Et qu’ont découvert les gendarmes en arrivant au domicile de la vieille dame, rue de la gare, à Monsempron-Libos ? La vieille dame dormant paisiblement dans son lit. Je vois la scène – que les gendarmes me pardonnent – : les sept nains penchés sur Blanche neige, les yeux écarquillés par cette épiphanie.

Beh oui car la vieille dame dans « son » lit, dans « sa » maison, c’est comme l’oiseau dans son nid, le bébé dans son berceau, l’enfant Jésus dans sa crèche. Et je ne plaisante pas car je crois que nous sommes à une époque tellement étrange qu’il faut convoquer l’autorité des petits oiseaux, des nains des contes et de la théologie la plus basique pour redécouvrir des vérités humaines fondamentales. Comme celle qu’a écrite cette vieille dame. Je veux finir ma vie dans ma maison.

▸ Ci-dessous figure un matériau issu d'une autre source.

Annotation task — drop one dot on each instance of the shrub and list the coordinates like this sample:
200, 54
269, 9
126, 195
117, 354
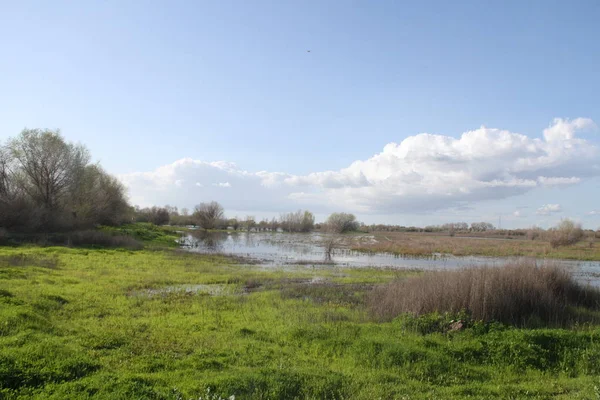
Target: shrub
341, 222
520, 294
565, 234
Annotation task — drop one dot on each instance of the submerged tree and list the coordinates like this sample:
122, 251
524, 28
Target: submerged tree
209, 215
341, 222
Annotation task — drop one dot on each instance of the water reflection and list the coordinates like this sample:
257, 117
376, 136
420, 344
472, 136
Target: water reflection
287, 248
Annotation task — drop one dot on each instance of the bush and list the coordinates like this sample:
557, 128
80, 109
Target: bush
341, 222
565, 234
520, 294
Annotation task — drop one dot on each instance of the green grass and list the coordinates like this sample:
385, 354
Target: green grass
78, 324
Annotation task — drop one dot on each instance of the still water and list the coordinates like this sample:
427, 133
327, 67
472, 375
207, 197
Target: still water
276, 249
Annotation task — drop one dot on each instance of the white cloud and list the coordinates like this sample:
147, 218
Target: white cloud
548, 209
555, 181
421, 173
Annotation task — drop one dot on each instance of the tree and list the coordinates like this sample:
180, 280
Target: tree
299, 221
341, 222
208, 215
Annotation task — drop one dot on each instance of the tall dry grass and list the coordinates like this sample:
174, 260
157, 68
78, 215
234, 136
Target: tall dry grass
519, 293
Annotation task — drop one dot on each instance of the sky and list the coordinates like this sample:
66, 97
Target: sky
410, 113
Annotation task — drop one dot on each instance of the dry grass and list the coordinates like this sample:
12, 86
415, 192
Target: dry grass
520, 294
426, 244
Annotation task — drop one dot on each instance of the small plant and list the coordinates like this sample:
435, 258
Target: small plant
521, 294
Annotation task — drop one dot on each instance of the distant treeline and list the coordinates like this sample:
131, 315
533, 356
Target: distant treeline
48, 184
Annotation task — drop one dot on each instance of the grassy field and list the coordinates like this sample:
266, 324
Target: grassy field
117, 324
425, 244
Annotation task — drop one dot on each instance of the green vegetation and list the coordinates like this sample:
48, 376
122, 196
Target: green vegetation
164, 324
425, 244
148, 233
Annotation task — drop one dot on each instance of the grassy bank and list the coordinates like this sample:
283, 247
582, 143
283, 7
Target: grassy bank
117, 324
426, 244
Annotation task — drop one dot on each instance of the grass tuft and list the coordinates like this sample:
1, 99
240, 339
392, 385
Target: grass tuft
520, 294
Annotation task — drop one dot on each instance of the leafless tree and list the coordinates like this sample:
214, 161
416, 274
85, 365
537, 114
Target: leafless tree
209, 215
49, 165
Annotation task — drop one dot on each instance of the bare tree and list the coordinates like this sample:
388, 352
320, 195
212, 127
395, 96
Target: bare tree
209, 215
341, 222
49, 165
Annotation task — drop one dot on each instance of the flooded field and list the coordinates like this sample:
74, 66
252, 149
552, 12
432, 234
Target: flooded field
276, 249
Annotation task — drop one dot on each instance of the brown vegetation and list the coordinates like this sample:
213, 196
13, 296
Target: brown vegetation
428, 244
520, 294
565, 234
48, 184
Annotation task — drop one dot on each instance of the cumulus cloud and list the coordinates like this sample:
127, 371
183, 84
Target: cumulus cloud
421, 173
548, 209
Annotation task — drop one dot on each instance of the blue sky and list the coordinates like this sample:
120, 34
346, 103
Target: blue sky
144, 84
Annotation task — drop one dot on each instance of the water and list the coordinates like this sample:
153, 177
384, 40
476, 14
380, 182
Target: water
275, 249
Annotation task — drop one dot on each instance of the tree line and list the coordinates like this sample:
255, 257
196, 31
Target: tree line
211, 215
49, 184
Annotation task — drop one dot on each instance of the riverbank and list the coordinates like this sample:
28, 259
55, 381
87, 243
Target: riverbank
165, 324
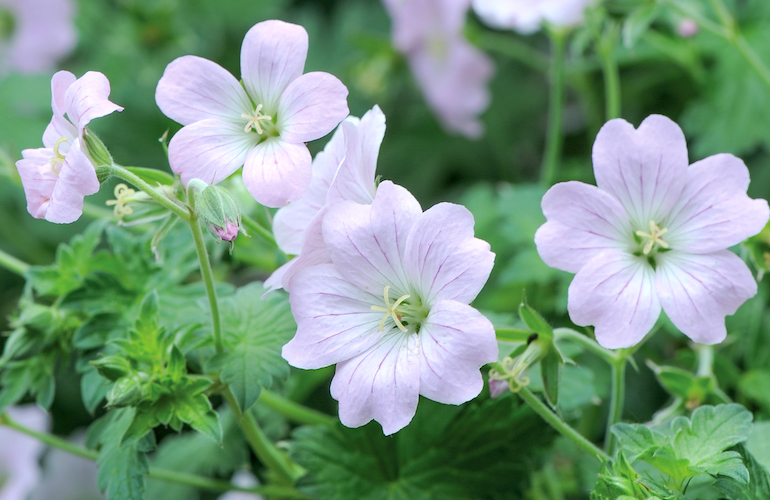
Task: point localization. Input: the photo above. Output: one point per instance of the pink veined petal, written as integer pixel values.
(77, 179)
(290, 222)
(583, 221)
(210, 150)
(335, 320)
(698, 291)
(313, 251)
(87, 99)
(367, 242)
(714, 211)
(311, 106)
(443, 259)
(60, 82)
(277, 172)
(645, 169)
(272, 56)
(193, 89)
(38, 178)
(616, 293)
(382, 383)
(455, 342)
(355, 178)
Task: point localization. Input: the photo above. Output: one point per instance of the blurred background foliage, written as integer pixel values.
(701, 82)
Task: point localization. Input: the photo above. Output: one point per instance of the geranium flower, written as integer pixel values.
(452, 73)
(344, 170)
(652, 234)
(526, 16)
(57, 177)
(262, 124)
(19, 453)
(34, 34)
(391, 309)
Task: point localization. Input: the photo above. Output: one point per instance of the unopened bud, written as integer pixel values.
(218, 209)
(96, 149)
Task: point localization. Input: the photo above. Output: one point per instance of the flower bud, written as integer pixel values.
(96, 149)
(219, 210)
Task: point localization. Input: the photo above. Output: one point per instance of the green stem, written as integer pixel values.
(265, 450)
(255, 227)
(162, 474)
(617, 400)
(295, 412)
(556, 109)
(13, 264)
(611, 74)
(158, 196)
(206, 273)
(557, 423)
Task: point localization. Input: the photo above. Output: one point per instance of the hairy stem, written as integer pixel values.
(560, 425)
(556, 109)
(265, 450)
(13, 264)
(161, 198)
(295, 412)
(162, 474)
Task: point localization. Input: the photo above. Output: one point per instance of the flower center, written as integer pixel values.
(654, 237)
(255, 119)
(58, 157)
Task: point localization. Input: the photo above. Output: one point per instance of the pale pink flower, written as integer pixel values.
(344, 170)
(19, 453)
(57, 177)
(262, 124)
(41, 33)
(391, 309)
(452, 73)
(653, 234)
(526, 16)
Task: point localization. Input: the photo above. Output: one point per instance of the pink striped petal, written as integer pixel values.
(615, 292)
(193, 89)
(698, 291)
(311, 106)
(272, 56)
(277, 172)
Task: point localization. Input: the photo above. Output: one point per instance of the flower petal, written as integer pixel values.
(583, 221)
(355, 178)
(697, 291)
(272, 56)
(443, 259)
(645, 169)
(381, 384)
(714, 212)
(367, 242)
(77, 179)
(311, 106)
(335, 320)
(455, 342)
(277, 172)
(38, 178)
(87, 98)
(616, 293)
(210, 150)
(193, 89)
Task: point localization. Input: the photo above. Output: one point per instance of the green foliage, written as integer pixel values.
(254, 330)
(477, 451)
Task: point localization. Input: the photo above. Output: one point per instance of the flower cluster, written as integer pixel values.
(451, 72)
(653, 234)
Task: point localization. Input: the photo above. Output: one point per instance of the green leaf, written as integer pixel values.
(255, 331)
(476, 451)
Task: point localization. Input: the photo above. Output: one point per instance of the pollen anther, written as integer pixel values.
(653, 237)
(391, 310)
(255, 119)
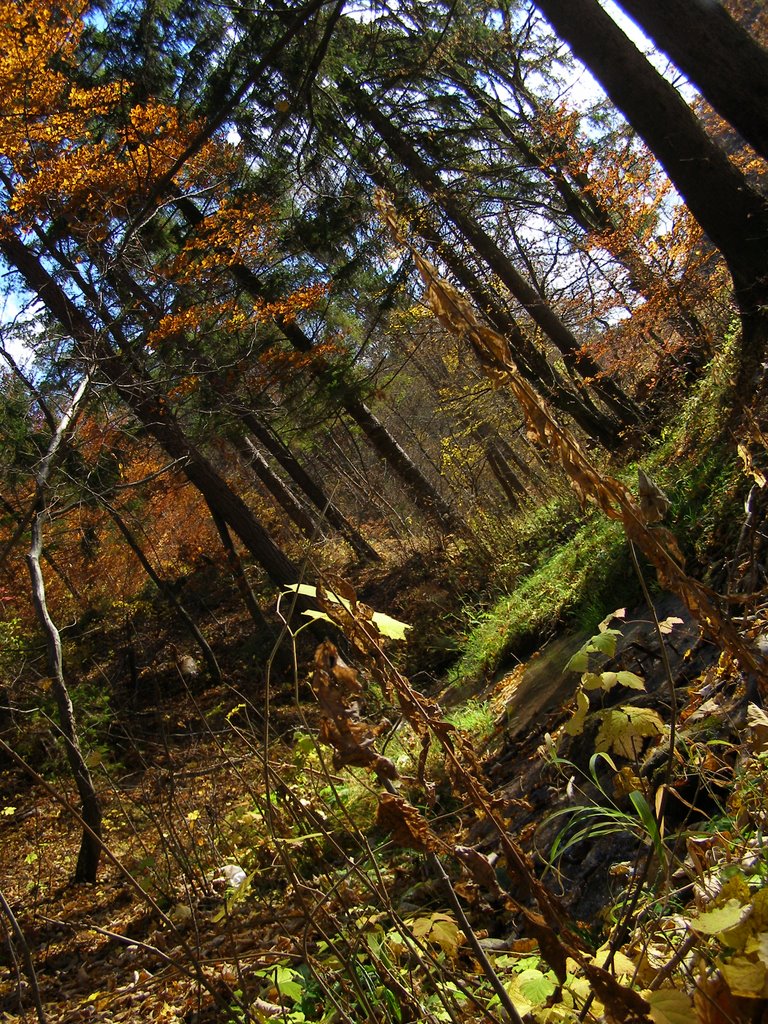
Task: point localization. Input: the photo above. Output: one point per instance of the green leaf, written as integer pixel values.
(579, 663)
(536, 986)
(625, 730)
(440, 930)
(604, 643)
(388, 627)
(670, 1006)
(721, 919)
(592, 680)
(630, 679)
(576, 726)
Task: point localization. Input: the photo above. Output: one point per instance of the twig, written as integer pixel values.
(27, 956)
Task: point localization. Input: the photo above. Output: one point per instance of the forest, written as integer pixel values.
(383, 477)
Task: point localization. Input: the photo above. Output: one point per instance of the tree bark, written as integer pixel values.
(719, 56)
(90, 844)
(728, 209)
(531, 363)
(287, 501)
(153, 411)
(488, 251)
(283, 455)
(424, 495)
(167, 592)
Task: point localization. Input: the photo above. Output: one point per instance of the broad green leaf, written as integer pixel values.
(608, 680)
(630, 679)
(619, 613)
(670, 1006)
(721, 919)
(536, 986)
(625, 730)
(388, 627)
(604, 643)
(579, 663)
(592, 680)
(439, 929)
(744, 977)
(669, 624)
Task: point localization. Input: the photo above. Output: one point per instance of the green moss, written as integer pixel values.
(576, 584)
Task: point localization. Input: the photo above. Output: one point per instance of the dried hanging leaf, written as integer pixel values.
(625, 730)
(407, 826)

Alors peut-être qu’une autre aurait pu ajouter : avec « les miens ». Et l’on sait que si l’on se retrouve en maison de retraite c’est que, justement, « les miens » ne sont plus là, ou plus disponibles. D’ailleurs, quand son fils a voulu la reconduire dans « sa » maison de retraite, la vieille dame a protesté, refusé – preuve que ce n’était pas un moment d’égarement, cette évasion vers la liberté et le « chez moi » – et il a donc été obligé de l’emmener « chez lui ».

Cela m’a fait repenser à la phrase du président Macron face à Bourdin sur la dépendance : «  On rentre en moyenne à 87 ans dans les Ehpad, on y reste deux ans pendant lesquels parfois la seule famille c’est les personnels soignants. » Et puis j’ai relu Gabrielle Cluzel : « Personnes âgées en danger : et si on investissait dans les familles ? »

Loin de moi l’idée de donner des leçons. Je suis bien plus égoïste que la moyenne. Et pour avoir dans mon enfance connu la coexistence d’une vieille grand-mère avec mes parents, je ne supporterai pas ma mère « chez moi ». Mais là j’avoue avoir éprouvé une vive sympathie pour cette évasion héroïque d’un Ehpad et cette lettre. Cela en dit tellement long.